Nealon and his co-counsel Steven Moore, also a partner at Kelley Drye, noted that there has been overwhelming support for Tafas and GSK. At the preliminary injunction hearing the courthouse was packed with people opposed to the rules, Nealon said. They believe people have sought to file briefs in support of PTO to counter that atmosphere.

One of the last companies to weigh in on the dispute was Intel, which filed both a motion to submit an amicus brief and the brief itself on Dec. 28, the day after the filing deadline.

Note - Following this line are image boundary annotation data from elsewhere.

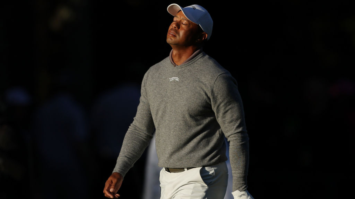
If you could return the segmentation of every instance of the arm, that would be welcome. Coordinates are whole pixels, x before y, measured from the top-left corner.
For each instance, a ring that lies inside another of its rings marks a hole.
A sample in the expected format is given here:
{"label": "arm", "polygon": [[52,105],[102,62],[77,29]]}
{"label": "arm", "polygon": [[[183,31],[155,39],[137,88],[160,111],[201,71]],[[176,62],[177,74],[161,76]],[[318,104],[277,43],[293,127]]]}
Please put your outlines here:
{"label": "arm", "polygon": [[224,73],[217,78],[211,100],[217,121],[229,142],[233,191],[245,191],[247,188],[249,138],[237,83],[230,74]]}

The technology company said it has been frustrated by the time it takes the PTO to process applications and has increasingly been "a victim of abuses of continuation practice." Intel cited the suit brought against it by the Lemelson Foundation Partnership for infringing patents that were issued to Lemelson in the 1980s and 1990s yet claimed priority to applications the inventor filed in the 1950s and 1960s.

But for biotech and pharma companies, the long timeline in product development requires them to file continuation applications.

PTO's rules "would truncate not just GSK's rights, but the existing rights in more than 700,000 currently pending patent applications," GSK stated in its Dec. 20 motion for summary judgment. "The unparalleled outcry of opposition highlights the devastating repercussions of these rules."

GSK cited opposition to the rules from both Sen. Charles Schumer, D-N.Y., who in October sent a letter to PTO Director Jon Dudas requesting that he halt implementation of the rules, and Republican presidential candidate Mitt Romney, who in November said he applauded Judge Cacheris' preliminary injunction against the PTO.